Most domestic violence agencies keep the location of their shelters secret, known only to the women who have been admitted. REACH of Jackson County publicized the location of its domestic violence shelter, hoping it would lead more women to seek refuge from abusive spouses.

REACH purported that the shelter was a place to come for protection and had a responsibility to provide a secure setting, the lawsuit claims, but failed to do so, misrepresenting the nature of the shelter.

In the response REACH claims that if anyone should be sued, it is the estate of Woody Woodring. The suit by Bonnie’s family fails to name Woody as a defendant or target of the suit, however.

A short synopsis of Woody Woodring’s actions describe a man bent on tracking down Bonnie no matter what, allowing nothing to stand in his way.

“The intentional and criminal action of John Woodring, which included breaking into a neighbor’s house to steal a shot gun, evading law enforcement on outstanding arrest warrants, breaking in to the emergency shelter, kidnapping a REACH employee, threatening a REACH employee with a shotgun, taking (Bonnie) hostage while at gun point and ultimately shooting and killing (Bonnie) ... insulates REACH from liability for damages,” REACH states in its response.
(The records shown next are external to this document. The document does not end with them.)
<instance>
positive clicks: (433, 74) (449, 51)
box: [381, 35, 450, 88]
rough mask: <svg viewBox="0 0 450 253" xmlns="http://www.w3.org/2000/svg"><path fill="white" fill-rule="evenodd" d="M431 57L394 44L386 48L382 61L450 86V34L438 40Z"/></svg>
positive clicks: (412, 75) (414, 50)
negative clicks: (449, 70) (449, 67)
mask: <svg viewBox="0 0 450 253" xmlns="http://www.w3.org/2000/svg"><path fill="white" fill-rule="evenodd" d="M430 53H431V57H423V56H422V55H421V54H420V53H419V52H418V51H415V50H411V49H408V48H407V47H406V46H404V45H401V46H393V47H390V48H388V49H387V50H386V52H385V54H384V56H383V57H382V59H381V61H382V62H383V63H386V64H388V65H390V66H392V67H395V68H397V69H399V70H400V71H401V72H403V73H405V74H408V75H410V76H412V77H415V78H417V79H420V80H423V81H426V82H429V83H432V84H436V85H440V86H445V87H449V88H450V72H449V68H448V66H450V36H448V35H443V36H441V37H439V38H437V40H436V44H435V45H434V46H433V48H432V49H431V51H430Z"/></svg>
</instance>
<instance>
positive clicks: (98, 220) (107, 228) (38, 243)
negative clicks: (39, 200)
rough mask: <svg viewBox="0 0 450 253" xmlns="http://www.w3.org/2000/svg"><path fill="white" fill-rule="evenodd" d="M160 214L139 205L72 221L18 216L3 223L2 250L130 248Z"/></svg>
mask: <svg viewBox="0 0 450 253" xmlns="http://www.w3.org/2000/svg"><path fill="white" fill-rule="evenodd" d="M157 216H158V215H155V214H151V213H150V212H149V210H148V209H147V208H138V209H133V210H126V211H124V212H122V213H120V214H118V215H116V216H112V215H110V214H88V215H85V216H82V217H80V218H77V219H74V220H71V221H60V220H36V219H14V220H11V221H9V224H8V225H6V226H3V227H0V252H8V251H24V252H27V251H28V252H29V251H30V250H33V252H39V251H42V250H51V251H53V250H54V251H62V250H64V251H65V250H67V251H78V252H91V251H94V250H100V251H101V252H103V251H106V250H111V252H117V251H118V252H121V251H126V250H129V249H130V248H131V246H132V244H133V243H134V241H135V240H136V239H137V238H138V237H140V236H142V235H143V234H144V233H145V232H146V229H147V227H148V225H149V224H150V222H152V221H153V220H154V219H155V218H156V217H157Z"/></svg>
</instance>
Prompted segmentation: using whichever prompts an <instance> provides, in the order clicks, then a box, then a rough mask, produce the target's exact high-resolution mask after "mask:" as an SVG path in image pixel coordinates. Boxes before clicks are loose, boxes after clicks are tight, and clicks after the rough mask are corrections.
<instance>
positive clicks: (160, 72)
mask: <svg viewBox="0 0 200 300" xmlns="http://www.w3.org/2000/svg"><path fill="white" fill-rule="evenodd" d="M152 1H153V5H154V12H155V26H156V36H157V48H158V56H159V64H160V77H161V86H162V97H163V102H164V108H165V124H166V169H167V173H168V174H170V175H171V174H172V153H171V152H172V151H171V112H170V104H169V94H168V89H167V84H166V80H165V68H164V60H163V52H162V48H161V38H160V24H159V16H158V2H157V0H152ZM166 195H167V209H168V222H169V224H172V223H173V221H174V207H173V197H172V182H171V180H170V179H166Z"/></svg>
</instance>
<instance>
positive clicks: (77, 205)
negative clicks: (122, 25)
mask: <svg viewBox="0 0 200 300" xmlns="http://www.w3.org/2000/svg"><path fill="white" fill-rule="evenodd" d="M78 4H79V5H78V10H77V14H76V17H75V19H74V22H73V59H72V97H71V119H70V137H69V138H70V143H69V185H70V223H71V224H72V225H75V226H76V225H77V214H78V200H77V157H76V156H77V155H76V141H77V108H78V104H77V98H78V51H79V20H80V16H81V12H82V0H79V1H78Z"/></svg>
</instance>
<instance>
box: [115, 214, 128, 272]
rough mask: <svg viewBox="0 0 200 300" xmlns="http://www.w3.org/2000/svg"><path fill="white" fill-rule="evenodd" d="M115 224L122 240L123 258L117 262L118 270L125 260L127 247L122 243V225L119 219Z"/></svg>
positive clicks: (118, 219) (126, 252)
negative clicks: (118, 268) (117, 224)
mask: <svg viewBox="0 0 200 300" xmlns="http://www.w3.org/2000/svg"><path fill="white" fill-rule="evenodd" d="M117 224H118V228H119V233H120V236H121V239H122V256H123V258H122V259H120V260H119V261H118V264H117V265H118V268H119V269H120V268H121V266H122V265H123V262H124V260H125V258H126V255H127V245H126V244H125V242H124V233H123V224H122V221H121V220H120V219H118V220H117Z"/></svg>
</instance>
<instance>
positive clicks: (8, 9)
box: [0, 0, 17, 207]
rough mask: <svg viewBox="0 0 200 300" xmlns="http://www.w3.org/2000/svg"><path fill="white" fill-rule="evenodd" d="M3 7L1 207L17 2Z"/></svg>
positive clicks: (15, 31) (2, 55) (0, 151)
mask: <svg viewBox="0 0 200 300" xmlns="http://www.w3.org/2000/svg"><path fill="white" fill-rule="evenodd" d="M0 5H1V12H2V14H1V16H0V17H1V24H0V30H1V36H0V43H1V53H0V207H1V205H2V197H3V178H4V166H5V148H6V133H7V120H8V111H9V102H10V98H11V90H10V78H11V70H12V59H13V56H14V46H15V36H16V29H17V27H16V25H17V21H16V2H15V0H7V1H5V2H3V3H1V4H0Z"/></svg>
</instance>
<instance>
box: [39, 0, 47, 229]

REACH claims it is also insulated by a liability waiver Bonnie signed before checking in to the shelter. The liability waiver bearing Bonnie’s signature states: “I, Bonnie Woodring, hereby agree to hold REACH of Jackson County harmless from any liability in case of illness or injury to myself or my children as a result of any services (including transportation, shelter, etc.) received while in the REACH offices of shelter.”

The cause of Woody’s death on the Lake Fontana houseboat is inconclusive. Woody had broken into a couple of houseboats moored at the lake for the winter in search of food and shelter. Reports of break-ins — along with the discovery of a van stolen from Knoxville where Woodring had abandoned a previous stolen vehicle — led the police to the area. When they found him, he had a suicide note and a gun in his possession that was stolen from one of the other houseboats. But an autopsy revealed no signs of a gunshot wound or other self-inflicted injury, however, and concluded Woody could have died of a heart condition aggregated by intoxication. Woody had appeared on America’s Most Wanted.